This repository provides a TensorFlow 2.x implementation of Generative Adversarial Imitation Learning (GAIL) and Behavioural Cloning (BC) for the classic CartPole-v0, MountainCar-v0, and Acrobot-v1 environments from OpenAI Gym. (based on Generative Adversarial Imitation Learning, Jonathan Ho & Stefano Ermon.) It uses PPO (recommended) or SARSA to generate experts.
- python: 3.8.10
- pyglet: 1.5.21
- TensorFlow: 2.6.0
- gym: 0.21.0
- ffmpeg (for SARSA)
- CartPole-v0
- MountainCar-v0
- Acrobot-v1
For all of these environments:
- State: Continuous
- Action: Discrete
Important: Ensure that your working directory is gail-ppo-tf-gym
.
This will affect how model checkpoints and other important files are saved.
Use python3 {}.py --help
for help with any file arguments.
High performing models are considered 'experts'. The expert thresholds for each environment are as follows:
- CartPole-v0: score of >=195 in 100 consecutive rollouts of policy (from OpenAI)

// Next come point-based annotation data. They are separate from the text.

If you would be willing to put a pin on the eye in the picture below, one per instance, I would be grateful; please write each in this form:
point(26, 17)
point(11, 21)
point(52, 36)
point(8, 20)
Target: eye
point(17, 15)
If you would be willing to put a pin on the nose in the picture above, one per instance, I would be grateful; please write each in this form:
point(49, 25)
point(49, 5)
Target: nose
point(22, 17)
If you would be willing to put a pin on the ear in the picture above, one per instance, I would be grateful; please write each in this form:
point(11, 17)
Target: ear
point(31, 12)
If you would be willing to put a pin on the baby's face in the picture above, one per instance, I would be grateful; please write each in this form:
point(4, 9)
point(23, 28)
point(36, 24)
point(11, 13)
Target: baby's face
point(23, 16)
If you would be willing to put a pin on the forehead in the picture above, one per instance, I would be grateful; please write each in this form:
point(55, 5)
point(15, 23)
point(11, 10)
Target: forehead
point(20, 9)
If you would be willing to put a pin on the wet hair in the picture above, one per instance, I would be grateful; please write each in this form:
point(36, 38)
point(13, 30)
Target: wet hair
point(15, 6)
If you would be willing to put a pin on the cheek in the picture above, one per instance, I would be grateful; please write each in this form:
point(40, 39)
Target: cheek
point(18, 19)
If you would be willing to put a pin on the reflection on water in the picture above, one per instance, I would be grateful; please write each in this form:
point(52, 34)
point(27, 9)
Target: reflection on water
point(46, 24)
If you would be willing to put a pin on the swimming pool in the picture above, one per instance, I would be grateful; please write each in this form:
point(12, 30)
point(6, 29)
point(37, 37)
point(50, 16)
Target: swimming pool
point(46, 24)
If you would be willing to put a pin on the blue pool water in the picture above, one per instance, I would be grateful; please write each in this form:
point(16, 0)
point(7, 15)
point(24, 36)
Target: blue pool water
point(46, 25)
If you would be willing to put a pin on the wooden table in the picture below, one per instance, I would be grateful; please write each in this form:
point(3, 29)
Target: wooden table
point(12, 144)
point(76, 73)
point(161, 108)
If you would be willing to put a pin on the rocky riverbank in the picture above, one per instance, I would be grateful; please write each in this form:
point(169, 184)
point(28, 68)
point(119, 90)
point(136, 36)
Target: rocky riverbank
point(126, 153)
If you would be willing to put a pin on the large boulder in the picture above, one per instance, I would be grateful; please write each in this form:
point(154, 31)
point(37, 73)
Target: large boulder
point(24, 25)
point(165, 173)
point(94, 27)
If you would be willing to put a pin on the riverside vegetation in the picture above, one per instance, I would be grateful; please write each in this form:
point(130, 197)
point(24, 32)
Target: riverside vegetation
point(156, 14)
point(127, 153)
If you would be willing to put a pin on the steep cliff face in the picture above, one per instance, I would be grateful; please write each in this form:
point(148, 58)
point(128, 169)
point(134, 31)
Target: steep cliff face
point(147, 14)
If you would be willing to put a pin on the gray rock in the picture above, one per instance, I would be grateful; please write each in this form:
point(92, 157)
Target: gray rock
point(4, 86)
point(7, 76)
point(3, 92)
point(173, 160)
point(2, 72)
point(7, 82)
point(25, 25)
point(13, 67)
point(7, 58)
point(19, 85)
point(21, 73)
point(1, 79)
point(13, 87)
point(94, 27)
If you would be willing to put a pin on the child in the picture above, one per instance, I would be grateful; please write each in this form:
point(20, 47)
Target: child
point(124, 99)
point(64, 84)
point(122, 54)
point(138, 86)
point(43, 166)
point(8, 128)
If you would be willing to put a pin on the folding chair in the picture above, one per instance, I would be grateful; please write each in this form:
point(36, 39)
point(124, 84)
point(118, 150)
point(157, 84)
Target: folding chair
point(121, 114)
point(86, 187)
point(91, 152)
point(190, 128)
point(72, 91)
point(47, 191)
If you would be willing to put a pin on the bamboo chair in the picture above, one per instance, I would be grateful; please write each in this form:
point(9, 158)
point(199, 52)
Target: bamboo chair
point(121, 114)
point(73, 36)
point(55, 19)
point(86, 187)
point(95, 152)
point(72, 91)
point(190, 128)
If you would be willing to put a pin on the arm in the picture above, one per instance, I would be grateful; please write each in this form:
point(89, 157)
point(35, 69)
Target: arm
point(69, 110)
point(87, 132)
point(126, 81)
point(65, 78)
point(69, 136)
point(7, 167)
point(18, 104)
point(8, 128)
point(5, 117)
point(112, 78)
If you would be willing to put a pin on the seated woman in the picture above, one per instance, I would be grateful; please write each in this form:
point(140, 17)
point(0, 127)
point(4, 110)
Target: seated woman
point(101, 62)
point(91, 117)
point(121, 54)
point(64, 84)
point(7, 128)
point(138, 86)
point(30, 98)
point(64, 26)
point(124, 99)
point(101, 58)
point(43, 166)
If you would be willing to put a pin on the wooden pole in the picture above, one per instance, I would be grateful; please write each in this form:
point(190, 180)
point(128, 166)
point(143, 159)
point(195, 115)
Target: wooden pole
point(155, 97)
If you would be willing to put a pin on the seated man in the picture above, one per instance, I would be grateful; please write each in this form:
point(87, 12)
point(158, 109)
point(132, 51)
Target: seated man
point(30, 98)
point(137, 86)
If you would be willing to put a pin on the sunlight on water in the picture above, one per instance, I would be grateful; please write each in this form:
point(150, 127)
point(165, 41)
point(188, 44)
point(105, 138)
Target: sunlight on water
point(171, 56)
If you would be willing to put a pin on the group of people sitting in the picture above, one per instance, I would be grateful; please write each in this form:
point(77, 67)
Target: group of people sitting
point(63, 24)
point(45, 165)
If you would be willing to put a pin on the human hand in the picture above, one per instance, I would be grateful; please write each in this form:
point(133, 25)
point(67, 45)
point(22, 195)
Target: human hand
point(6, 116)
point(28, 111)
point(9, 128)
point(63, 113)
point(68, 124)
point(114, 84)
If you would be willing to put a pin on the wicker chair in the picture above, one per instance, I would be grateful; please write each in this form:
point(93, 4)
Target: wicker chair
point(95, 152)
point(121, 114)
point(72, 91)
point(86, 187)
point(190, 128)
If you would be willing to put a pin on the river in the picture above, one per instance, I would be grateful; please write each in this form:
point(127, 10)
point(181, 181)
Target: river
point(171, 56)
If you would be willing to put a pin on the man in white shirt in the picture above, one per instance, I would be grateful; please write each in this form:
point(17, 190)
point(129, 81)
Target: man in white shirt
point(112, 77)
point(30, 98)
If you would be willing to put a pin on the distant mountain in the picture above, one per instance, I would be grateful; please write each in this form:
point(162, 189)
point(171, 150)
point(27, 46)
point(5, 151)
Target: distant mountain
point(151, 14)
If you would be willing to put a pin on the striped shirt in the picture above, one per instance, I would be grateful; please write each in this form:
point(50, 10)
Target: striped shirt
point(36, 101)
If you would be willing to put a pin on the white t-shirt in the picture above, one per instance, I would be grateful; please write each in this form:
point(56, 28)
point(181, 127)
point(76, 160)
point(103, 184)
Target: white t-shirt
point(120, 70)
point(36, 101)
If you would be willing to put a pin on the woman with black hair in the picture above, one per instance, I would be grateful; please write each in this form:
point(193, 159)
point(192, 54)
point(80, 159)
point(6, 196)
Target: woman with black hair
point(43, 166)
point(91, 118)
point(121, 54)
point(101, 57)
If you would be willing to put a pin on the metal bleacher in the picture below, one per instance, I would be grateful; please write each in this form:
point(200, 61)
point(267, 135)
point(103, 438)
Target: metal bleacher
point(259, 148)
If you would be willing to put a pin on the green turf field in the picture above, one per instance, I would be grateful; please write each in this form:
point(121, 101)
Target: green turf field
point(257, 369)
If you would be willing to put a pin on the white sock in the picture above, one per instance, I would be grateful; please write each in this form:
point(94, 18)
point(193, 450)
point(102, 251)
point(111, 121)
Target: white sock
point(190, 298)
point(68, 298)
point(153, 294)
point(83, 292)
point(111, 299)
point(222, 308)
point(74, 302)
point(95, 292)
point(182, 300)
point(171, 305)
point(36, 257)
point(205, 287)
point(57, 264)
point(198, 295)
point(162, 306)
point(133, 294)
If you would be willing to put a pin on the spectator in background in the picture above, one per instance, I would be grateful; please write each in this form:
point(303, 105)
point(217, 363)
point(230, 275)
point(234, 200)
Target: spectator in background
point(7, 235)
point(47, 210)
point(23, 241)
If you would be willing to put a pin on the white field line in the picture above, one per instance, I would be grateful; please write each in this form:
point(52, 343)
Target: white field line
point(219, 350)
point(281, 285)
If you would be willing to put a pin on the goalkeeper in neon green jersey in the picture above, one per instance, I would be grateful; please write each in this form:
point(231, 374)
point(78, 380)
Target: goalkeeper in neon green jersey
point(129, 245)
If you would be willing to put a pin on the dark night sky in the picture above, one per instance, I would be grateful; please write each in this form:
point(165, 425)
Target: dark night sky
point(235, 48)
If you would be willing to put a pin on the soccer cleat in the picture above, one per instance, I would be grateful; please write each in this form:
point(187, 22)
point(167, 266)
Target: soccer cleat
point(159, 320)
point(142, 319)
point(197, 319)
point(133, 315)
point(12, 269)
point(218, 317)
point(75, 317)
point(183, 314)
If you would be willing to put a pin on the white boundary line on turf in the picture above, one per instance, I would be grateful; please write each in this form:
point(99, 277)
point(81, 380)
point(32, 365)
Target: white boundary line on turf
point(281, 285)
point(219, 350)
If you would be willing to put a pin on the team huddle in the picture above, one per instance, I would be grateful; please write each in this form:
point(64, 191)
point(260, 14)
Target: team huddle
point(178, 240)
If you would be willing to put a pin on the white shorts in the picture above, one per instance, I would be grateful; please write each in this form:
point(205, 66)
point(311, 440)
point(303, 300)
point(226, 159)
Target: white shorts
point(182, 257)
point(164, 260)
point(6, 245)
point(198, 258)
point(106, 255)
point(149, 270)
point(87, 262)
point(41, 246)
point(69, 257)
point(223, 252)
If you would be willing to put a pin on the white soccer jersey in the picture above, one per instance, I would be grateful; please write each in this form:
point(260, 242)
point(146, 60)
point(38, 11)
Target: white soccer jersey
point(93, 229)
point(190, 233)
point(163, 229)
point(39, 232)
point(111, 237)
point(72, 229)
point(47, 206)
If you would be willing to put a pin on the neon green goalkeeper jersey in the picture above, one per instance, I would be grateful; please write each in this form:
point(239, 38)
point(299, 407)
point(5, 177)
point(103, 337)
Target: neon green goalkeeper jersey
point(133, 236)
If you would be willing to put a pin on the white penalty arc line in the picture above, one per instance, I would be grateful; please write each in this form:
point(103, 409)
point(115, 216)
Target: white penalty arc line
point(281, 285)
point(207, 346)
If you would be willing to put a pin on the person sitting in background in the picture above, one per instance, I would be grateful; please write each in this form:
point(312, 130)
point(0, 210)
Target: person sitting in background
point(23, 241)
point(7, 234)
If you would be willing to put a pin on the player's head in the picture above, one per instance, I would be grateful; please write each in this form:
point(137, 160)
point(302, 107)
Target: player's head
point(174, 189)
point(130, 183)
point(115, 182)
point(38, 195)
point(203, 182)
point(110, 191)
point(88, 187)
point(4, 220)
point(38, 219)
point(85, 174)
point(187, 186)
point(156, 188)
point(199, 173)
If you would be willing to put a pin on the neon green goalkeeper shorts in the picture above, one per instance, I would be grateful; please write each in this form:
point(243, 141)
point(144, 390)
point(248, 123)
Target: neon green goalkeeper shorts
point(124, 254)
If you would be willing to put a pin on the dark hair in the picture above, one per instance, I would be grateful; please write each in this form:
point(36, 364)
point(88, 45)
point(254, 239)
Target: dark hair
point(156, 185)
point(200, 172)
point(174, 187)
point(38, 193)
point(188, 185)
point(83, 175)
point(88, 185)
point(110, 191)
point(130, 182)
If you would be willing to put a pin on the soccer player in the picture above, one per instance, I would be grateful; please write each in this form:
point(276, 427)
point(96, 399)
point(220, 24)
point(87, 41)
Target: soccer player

- MountainCar-v0: score of >=-110 in 100 consecutive rollouts of policy (from OpenAI)
- Acrobot-v1: score of >=-100 in 100 consecutive rollouts of policy (chosen based on known algorithms' performance)
Except SARSA (which is always rendered), the environment will only be rendered if the agent passes the 'expert' threshold in at least one iteration. BC is never rendered.
BC and SARSA will always save their models when run. GAIL and PPO by default will only save their models
if the policy reaches expert performance. This can be bypassed with the --force_save_final_model
flag.
PPO or SARSA can be used to generate the expert trajectory data. First, train the expert model with run_ppo.py
or run_sarsa.py
.
python3 run_ppo.py --env CartPole-v0
python3 run_sarsa.py --env CartPole-v0
For PPO, if the algorithm prints Clear!! Model saved.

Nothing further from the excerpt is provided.